After writing Wawona's Yesterdays, she went on to write several other Yosemite History books, focusing on stories about people—making them come alive. Her most authoritative book is Galen Clark: Yosemite Guardian. Shirley self-published most of her books, with printer and historian Hank Johnson, under the name Flying Spur Press, and later under her own imprint Ponderosa Press. Other popular books of hers include Pioneers in Petticoats, John Muir in Yosemite National Park, Yosemite & Its Innkeepers, and Yosemite Chapel 1879-1989.
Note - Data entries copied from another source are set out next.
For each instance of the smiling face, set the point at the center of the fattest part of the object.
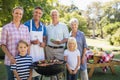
(74, 26)
(37, 14)
(22, 48)
(55, 16)
(17, 14)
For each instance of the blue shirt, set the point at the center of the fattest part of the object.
(34, 27)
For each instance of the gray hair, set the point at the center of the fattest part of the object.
(72, 39)
(54, 10)
(18, 7)
(73, 20)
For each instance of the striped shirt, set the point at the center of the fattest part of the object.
(22, 66)
(11, 36)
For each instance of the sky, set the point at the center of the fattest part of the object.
(81, 4)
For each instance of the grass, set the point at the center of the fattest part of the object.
(2, 70)
(98, 74)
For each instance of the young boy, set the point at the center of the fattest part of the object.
(72, 57)
(22, 69)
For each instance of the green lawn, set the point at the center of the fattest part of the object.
(98, 74)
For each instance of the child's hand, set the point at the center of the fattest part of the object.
(75, 71)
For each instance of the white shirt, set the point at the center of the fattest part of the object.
(57, 32)
(72, 58)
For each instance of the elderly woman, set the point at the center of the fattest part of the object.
(81, 42)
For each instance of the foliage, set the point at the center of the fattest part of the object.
(115, 39)
(111, 28)
(113, 31)
(112, 11)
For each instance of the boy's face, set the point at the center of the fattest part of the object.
(22, 48)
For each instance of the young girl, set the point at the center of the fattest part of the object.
(22, 69)
(72, 57)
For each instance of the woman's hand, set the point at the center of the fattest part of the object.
(35, 42)
(56, 42)
(83, 60)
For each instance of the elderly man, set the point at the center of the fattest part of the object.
(57, 36)
(37, 36)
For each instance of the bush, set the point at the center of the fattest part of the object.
(115, 39)
(1, 54)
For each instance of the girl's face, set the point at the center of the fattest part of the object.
(72, 45)
(22, 48)
(17, 14)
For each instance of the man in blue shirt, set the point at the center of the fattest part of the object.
(37, 35)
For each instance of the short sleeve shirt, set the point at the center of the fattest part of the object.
(11, 36)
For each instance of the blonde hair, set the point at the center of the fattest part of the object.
(74, 20)
(72, 39)
(54, 10)
(18, 7)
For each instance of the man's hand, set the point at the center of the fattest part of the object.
(56, 42)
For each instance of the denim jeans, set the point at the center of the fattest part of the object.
(9, 73)
(36, 78)
(72, 76)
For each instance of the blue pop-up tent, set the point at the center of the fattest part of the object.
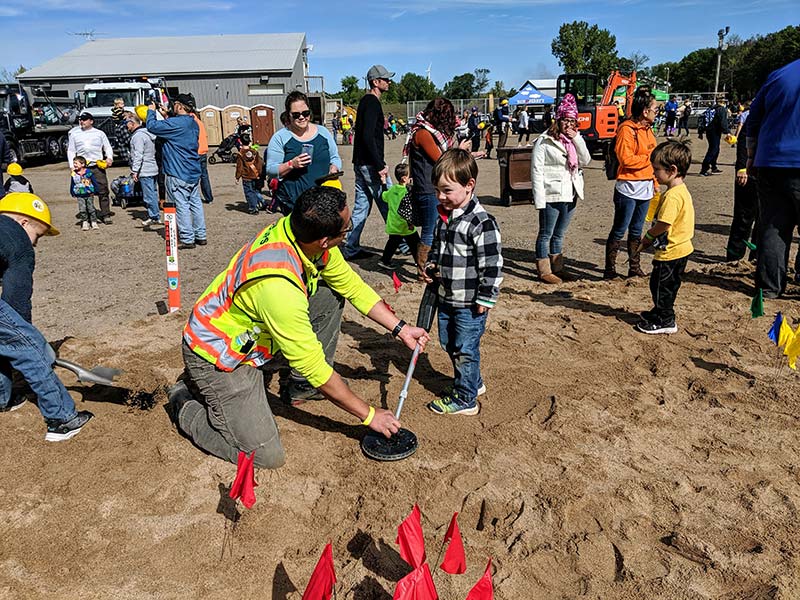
(529, 95)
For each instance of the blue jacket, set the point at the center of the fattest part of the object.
(179, 133)
(774, 120)
(17, 261)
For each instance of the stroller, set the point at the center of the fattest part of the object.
(227, 151)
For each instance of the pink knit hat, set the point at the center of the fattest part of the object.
(568, 109)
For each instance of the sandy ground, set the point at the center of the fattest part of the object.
(604, 464)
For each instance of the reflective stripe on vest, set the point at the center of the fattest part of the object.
(212, 328)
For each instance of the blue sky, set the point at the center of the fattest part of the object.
(509, 37)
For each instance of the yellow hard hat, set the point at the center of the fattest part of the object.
(30, 205)
(141, 112)
(334, 183)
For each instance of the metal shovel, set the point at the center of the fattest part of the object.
(98, 375)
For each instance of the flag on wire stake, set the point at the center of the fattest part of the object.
(757, 305)
(483, 590)
(454, 561)
(411, 540)
(245, 481)
(320, 586)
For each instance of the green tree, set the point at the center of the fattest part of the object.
(481, 81)
(461, 86)
(583, 47)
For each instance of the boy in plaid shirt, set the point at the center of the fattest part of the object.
(467, 261)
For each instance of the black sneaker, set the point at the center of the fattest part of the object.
(16, 402)
(59, 431)
(655, 328)
(298, 391)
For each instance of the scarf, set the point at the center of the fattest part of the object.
(572, 153)
(441, 141)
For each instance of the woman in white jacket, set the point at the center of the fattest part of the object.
(557, 177)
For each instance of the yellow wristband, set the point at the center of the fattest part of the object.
(370, 416)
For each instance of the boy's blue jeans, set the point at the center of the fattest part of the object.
(460, 331)
(24, 349)
(251, 194)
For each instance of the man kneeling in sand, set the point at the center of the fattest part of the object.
(269, 302)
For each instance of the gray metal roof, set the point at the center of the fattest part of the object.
(199, 54)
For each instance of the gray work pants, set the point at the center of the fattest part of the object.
(230, 411)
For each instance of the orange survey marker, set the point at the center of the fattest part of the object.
(173, 273)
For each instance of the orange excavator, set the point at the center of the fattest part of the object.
(598, 116)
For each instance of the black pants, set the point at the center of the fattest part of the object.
(393, 244)
(745, 220)
(779, 202)
(102, 190)
(710, 160)
(665, 281)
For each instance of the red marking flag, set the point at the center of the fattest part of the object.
(410, 539)
(454, 561)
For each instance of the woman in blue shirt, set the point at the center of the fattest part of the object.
(300, 153)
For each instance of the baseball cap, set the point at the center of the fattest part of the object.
(378, 72)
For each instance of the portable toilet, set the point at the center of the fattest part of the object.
(211, 117)
(229, 115)
(262, 118)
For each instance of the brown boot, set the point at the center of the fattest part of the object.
(634, 262)
(545, 272)
(422, 258)
(612, 247)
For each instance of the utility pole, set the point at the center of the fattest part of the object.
(720, 47)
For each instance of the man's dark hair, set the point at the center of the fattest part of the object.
(400, 171)
(316, 214)
(641, 101)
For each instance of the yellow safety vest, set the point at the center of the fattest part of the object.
(219, 330)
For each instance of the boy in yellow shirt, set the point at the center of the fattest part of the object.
(671, 235)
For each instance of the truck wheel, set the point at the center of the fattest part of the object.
(53, 148)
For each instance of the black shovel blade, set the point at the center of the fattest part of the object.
(378, 447)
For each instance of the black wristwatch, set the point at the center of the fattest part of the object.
(398, 327)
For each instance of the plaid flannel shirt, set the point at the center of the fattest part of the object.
(466, 249)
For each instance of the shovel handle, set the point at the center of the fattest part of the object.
(409, 375)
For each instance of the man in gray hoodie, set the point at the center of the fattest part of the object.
(144, 167)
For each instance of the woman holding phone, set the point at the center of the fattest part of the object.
(300, 153)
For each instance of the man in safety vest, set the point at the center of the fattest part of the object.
(270, 302)
(24, 218)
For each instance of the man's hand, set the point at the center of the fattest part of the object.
(384, 422)
(411, 336)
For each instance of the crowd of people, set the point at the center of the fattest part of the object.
(280, 299)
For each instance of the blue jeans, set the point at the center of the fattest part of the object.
(427, 209)
(189, 208)
(460, 331)
(150, 197)
(368, 190)
(629, 215)
(205, 182)
(24, 349)
(251, 194)
(554, 219)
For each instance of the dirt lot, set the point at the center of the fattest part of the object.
(604, 464)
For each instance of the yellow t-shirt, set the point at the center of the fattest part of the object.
(677, 210)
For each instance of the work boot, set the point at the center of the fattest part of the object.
(545, 272)
(634, 259)
(612, 247)
(422, 257)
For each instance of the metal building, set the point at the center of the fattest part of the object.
(244, 69)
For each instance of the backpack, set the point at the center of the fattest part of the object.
(705, 120)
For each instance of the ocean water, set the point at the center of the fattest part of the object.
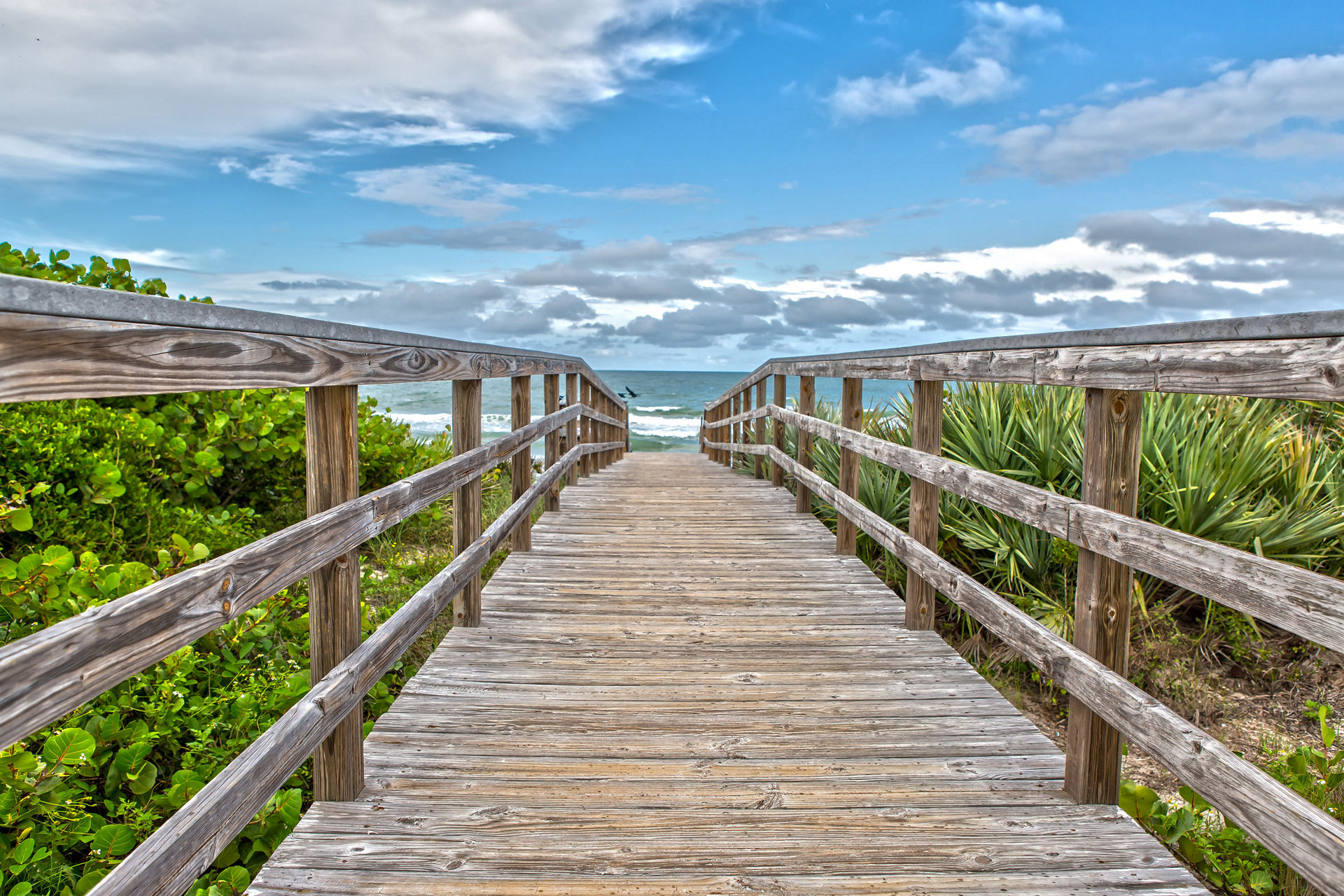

In 1961 she bought and built on Theodore Solomons' homesite in Foresta, California, which had only a fireplace surviving from a 1936 fire. She called her home Flying Spur, but it burned in the 1990 Yosemite A-Rock Fire, which also destroyed her historical papers. She rebuilt her home, but before her death she had to move to her parents' old home in Mariposa, California due to her illness. She died at her home there.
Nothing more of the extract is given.